What do headaches in different parts of the head mean?

Cluster headache is another major headache disorder that causes pain on one side of the head. While a headache feels like a pain inside the brain, it isn't. In fact, the brain does not have pain receptors, so it can't even feel pain. Most headaches begin in the pain-sensitive nerves of the muscles and blood vessels that surround the head, neck, and face.

They can be triggered by stress, muscle tension, allergens, lack of sleep, dehydration, and many other things. Different triggers create different types of pain and symptoms. If you have a headache, its location in the head can help you determine its cause. This is because different types of headache are known to affect certain parts of the brain.

Cluster headaches usually occur at night and tend to come back at the same time every day. Your doctor may also be able to connect you with support groups, give you medication, or arrange oxygen therapy, which has been shown to help reduce the number of cluster headaches. Green, MD, spokesman for the National Headache Foundation and director of pain and headache medicine at Icahn School of Medicine in Mount Sinai, New York City. The most common type of headache, a tension headache, usually starts later in the day and lasts at least half an hour.

The key to treating a headache is understanding what type it has, what triggers it, and addressing that specific problem. Sinus headaches are usually a symptom of a sinus infection, and this type of infection is usually bacterial. However, there are also subtle differences in the location of the headache and other symptoms that can help distinguish one type of pain from another. Cluster headaches are so named because they tend to occur daily for periods of a week or more, followed by prolonged periods, months to years, without headaches.

The hypothalamus, an area located at the base of the brain, is responsible for the body's biological clock and can be the source of this type of headache. If you experience pain at the base of the skull that radiates upward, it could be due to a rare type of chronic headache called occipital neuralgia. Cluster headaches occur in spurts or “flare-ups”, where you may have regular headaches for a few weeks or months and then none for some time. Cluster headaches are rarer than migraines and tension headaches, but they tend to occur in a certain location.
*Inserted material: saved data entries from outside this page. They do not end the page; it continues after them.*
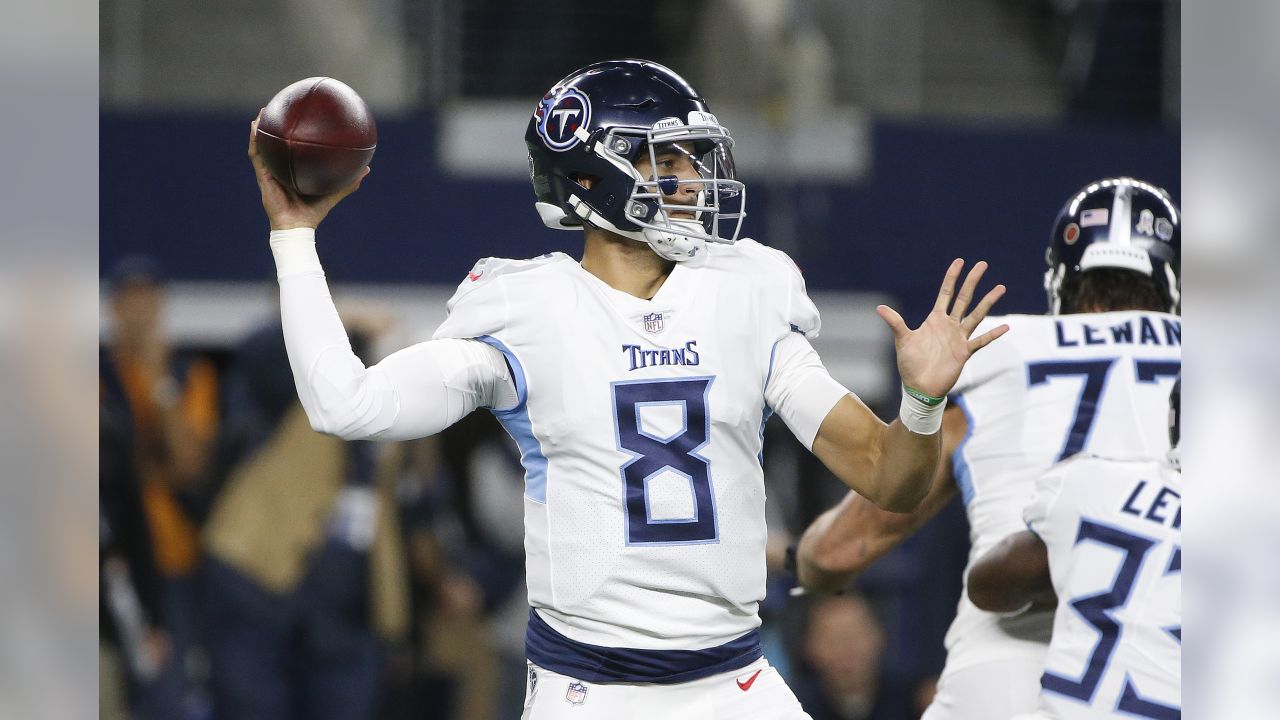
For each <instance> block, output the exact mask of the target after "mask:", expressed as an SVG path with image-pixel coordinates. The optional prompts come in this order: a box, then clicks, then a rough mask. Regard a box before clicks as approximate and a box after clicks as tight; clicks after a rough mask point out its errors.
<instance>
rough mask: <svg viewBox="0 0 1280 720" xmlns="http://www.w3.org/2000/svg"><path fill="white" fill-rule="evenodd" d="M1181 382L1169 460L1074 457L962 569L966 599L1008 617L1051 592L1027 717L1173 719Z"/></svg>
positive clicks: (1059, 470) (1174, 660)
mask: <svg viewBox="0 0 1280 720" xmlns="http://www.w3.org/2000/svg"><path fill="white" fill-rule="evenodd" d="M1180 383H1181V380H1176V382H1175V383H1174V392H1172V393H1171V395H1170V398H1169V404H1170V407H1169V418H1170V441H1171V442H1172V446H1174V447H1172V450H1170V454H1169V457H1167V459H1166V460H1151V459H1143V457H1102V456H1098V455H1093V454H1083V452H1082V454H1079V455H1076V456H1074V457H1071V459H1069V460H1065V461H1062V462H1061V464H1059V465H1056V466H1053V469H1052V470H1050V471H1048V473H1047V474H1046V475H1044V477H1042V478H1041V479H1039V482H1037V484H1036V497H1034V500H1033V501H1032V503H1030V505H1029V506H1028V507H1027V510H1025V512H1024V518H1025V520H1027V527H1028V528H1030V529H1029V530H1021V532H1019V533H1015V534H1011V536H1009V537H1006V538H1005V539H1004V541H1001V542H1000V543H998V544H997V546H996V547H993V548H991V551H989V552H987V553H986V555H983V556H982V557H980V559H979V560H978V561H977V562H974V565H973V570H970V571H969V579H968V588H969V600H972V601H973V603H974V605H977V606H978V607H980V609H983V610H989V611H992V612H1001V614H1016V612H1019V611H1021V610H1023V609H1025V607H1028V606H1030V605H1033V603H1037V602H1044V603H1052V602H1053V601H1055V598H1056V600H1057V611H1056V612H1055V616H1053V638H1052V639H1051V641H1050V646H1048V657H1047V660H1046V662H1044V674H1043V675H1042V676H1041V693H1039V714H1037V715H1027V716H1023V717H1024V720H1038V719H1042V717H1044V719H1053V720H1069V719H1093V717H1155V719H1157V720H1165V719H1176V717H1181V664H1183V657H1181V646H1183V612H1181V597H1183V582H1181V578H1183V550H1181V538H1183V530H1181V528H1183V511H1181V497H1183V492H1181V491H1183V474H1181V461H1180V457H1179V450H1178V441H1179V437H1178V436H1179V428H1180V411H1181V407H1180V406H1181V401H1180V395H1181V393H1180Z"/></svg>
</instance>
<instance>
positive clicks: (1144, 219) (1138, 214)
mask: <svg viewBox="0 0 1280 720" xmlns="http://www.w3.org/2000/svg"><path fill="white" fill-rule="evenodd" d="M1133 229H1134V232H1140V233H1142V234H1146V236H1153V234H1156V214H1155V213H1152V211H1151V210H1143V211H1142V213H1138V224H1137V227H1134V228H1133Z"/></svg>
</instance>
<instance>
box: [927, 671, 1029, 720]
mask: <svg viewBox="0 0 1280 720" xmlns="http://www.w3.org/2000/svg"><path fill="white" fill-rule="evenodd" d="M1043 673H1044V660H1043V659H1032V660H1025V659H1020V660H996V661H991V662H983V664H980V665H972V666H969V667H965V669H963V670H956V671H954V673H943V675H942V678H941V679H940V680H938V694H937V696H934V697H933V702H932V703H931V705H929V708H928V710H925V711H924V716H923V717H920V720H1006V719H1007V717H1014V716H1015V715H1023V714H1030V712H1036V711H1037V706H1038V703H1039V676H1041V675H1042V674H1043Z"/></svg>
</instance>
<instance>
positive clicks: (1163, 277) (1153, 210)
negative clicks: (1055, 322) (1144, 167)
mask: <svg viewBox="0 0 1280 720" xmlns="http://www.w3.org/2000/svg"><path fill="white" fill-rule="evenodd" d="M1179 219H1180V218H1179V213H1178V206H1176V205H1174V201H1172V200H1170V197H1169V193H1167V192H1165V191H1164V190H1161V188H1158V187H1156V186H1153V184H1149V183H1146V182H1142V181H1138V179H1133V178H1107V179H1102V181H1098V182H1094V183H1089V184H1088V186H1087V187H1084V188H1083V190H1080V191H1079V192H1076V193H1075V195H1074V196H1071V199H1070V200H1068V201H1066V205H1064V206H1062V210H1060V211H1059V214H1057V222H1055V223H1053V234H1052V236H1051V237H1050V241H1048V250H1047V251H1046V252H1044V259H1046V260H1047V261H1048V270H1046V273H1044V290H1046V292H1047V293H1048V305H1050V310H1051V311H1052V313H1053V314H1057V313H1060V311H1061V305H1062V300H1061V288H1062V281H1064V279H1066V278H1068V277H1070V275H1074V274H1076V273H1083V272H1085V270H1091V269H1093V268H1120V269H1126V270H1135V272H1138V273H1142V274H1144V275H1147V277H1149V278H1151V279H1152V281H1153V282H1155V283H1156V287H1157V288H1158V290H1160V292H1161V293H1162V295H1164V297H1165V300H1166V301H1167V304H1169V311H1170V313H1176V311H1178V307H1179V302H1180V297H1181V292H1180V291H1181V284H1180V279H1179V275H1180V272H1181V258H1180V254H1181V233H1180V229H1179V224H1180V223H1179Z"/></svg>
Knowing what type of headache you have is critical to finding relief and potentially preventing them in the future. Cluster headaches are a less common type of primary headache, affecting less than 1 in 1,000 adults, according to WHO. If you experience headaches that radiate from your neck to the back of your head, you may have a cervicogenic headache. Provoked by overuse of medications, rebound headaches can trigger a vicious cycle of headaches caused by the drug intended to treat them.

Tension headaches are painful and patients may be upset because the diagnosis is just a tension headache. If you have a headache that could be described as the “worst headache of your life” or a “feeling of thunder,” you could be experiencing a stroke, a brain aneurysm, or a brain hemorrhage and you should call 911 immediately.